Growing up without grandparents or cousins, I got used to having no extended family and now I don’t miss having them in my daily orbit. You can’t miss what you’ve never had. Great friends more than make up for lack of family.  

On the Pacific 
But I am curious. How have the cousins dealt with family history? We share grandparents murdered under Stalin’s regime. We share lost windmills, East Prussian cooking, and folksongs. We’ve inherited unresolved trauma from war, homelessness, hunger, rape and guilt. These were our mothers, aunts and cousins who didn’t want to talk about what happened. These were our uncles who killed under Hitler’s orders. 

This family reunion will be interesting. As we walk the beaches of Mexico’s Pacific coast I’ll be thinking of the beaches I biked beside the Baltic … of the beaches near Palmnicken (now Yantarny) where Stuffhof prisoners were forced into icy waters … nothing like the sun-kissed sands of Mexico. Family reunions are for survivors. 


Baltic memorial to victims of death march

Imagine 2025!

IMAGINE my word for 2025. Thanks to John Lennon for saying it so succinctly, back in 1971. Imagine a world of peace. And let’s never stop sharing our imaginations through novels, song, dance, art and theatre. Imagine.

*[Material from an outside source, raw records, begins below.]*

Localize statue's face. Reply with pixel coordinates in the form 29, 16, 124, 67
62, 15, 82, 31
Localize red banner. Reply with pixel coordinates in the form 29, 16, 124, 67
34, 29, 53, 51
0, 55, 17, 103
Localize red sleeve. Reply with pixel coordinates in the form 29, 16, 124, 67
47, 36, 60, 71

I guess that’s why I’ll continue to write. It’s my way to imagine. 

Grateful to have ‘imagined’ the five books that I’ve written over the last ten years. They’ve helped me to understand my family’s past in order that I could better understand my own present. And I guess that’s why I write and why I read … to understand. It’s through research and imagination that I’ve been able to create. 

10 years of imagination

Red Stone (aka The Kulak’s Daughter) focused on an 11-year-old kulak girl exiled from her family farm in present-day Ukraine. The series goes full circle in Waltraut when an 11-year-old immigrant girl in Canada finds the courage to tell her story.

We’re all stories. We all have inciting incidents, page turning plots or sagging middles, and we’re all searching for that soul-satisfying conclusion. 

Wishing us all understanding through imagination. 

 Imagine there’s no countries … 

Nothing to kill or die for
                
And no religion, too

Imagine all the people

Livin’ life in peace

You

You may say I’m a dreamer

But I’m not the only one

I hope someday you’ll join us

And the world will live as one
                                                                                                     John Lennon, 1971

A Magic Portal?

Hag stone necklace 

I’m not in the habit of wearing jewelry. Probably stems from my many years of working outside. But this season, I gave myself some jewelry and I’m actually feeling more comfortable with it on than without it. It’s hag stone, picked up along the west coast of Lake Winnipeg during one of my many beach strolls. I have bigger hag stones but they’d be too heavy to wear around my neck. 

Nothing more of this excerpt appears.